Repurposed products are altered from their already created form to create a new item, without using new materials. For example, an old t-shirt could be easily cut and re-stitched to create a market tote bag, or metal pipes could be reshaped to create an art sculpture. This method allows manufacturers to create “new” products while still adhering to eco-friendly production practices.
Sustainability is a characteristic of certain products that provide environmental, social and economic benefit. Sustainable products are produced with minimal energy and packaging. They are considered eco-friendly as they are capable of being maintained at a steady level without exhausting natural resources or causing severe ecological damage. A popular example of a sustainable product is bamboo. Bamboo (which is technically a grass) will automatically regenerate without replanting, essentially creating a non-stop cycle of sustainable growth.

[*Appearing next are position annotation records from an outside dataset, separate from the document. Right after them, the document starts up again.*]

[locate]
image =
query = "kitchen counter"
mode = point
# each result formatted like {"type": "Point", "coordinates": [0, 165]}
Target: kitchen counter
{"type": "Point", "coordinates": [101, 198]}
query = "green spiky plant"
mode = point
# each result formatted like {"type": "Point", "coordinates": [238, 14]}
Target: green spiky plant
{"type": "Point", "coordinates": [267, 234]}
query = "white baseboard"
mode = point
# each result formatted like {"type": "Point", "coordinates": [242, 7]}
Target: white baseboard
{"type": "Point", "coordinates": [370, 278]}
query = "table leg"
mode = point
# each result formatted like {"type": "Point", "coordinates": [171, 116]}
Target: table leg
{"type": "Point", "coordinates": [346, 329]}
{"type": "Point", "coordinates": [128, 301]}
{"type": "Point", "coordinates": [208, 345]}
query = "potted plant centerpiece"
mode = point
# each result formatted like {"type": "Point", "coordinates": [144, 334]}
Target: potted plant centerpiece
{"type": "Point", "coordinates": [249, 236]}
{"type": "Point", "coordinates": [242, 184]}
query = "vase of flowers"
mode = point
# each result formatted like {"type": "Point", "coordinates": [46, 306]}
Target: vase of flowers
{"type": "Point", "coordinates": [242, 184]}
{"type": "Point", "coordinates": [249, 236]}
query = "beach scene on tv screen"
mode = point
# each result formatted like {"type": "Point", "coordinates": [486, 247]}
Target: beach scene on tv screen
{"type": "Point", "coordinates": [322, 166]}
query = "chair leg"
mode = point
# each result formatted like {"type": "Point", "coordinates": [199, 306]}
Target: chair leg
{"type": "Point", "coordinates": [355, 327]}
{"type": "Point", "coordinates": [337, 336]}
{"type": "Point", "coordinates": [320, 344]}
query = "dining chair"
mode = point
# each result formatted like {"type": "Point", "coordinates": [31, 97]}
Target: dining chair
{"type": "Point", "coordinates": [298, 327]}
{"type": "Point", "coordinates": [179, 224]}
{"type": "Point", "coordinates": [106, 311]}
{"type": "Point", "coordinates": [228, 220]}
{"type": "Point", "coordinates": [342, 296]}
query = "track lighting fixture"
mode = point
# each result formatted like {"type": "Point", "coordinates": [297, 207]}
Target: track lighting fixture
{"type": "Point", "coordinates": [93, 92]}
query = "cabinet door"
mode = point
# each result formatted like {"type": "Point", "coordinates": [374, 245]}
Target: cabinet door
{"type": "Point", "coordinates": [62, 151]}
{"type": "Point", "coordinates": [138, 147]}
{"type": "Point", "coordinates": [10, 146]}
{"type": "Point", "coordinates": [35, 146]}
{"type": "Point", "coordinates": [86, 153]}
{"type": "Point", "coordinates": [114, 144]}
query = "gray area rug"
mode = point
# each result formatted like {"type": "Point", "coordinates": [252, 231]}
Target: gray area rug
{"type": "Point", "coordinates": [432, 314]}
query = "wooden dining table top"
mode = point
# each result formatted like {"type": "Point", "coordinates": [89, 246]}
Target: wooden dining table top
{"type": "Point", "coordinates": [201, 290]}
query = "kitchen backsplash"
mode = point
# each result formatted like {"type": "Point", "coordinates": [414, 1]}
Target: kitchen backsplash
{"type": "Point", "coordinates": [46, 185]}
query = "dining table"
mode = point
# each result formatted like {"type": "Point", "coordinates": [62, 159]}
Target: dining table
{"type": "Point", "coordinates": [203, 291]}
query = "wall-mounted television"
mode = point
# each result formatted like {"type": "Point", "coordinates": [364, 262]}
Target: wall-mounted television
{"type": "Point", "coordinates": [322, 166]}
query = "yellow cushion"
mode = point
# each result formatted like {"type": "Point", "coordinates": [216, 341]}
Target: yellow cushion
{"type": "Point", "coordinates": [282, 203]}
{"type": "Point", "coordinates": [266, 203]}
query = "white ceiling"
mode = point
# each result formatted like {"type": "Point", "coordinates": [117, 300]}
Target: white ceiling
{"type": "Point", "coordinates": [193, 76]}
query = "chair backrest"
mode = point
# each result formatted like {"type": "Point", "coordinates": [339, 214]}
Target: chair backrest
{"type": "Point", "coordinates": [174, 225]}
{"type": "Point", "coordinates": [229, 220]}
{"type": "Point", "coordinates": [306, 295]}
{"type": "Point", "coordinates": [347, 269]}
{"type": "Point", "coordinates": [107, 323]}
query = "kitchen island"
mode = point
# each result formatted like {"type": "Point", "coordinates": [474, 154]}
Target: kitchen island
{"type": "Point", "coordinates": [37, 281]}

Upcycling is similar to repurposing. Upcycled products make use of post-consumer products, and then are altered to create a unique new product.
Volatile Organic Compounds (VOCs):
VOCs are carbon-based gases emitted from liquids or solid substances which may cause short and long term harmful health effects. These compounds can be found in air fresheners, cosmetics, paint, building materials, moth balls, and cleaning and disinfecting products, to name a few. To avoid inhaling VOC’s in your home, look for products that claim they do not use VOCs in their labeling or product descriptions.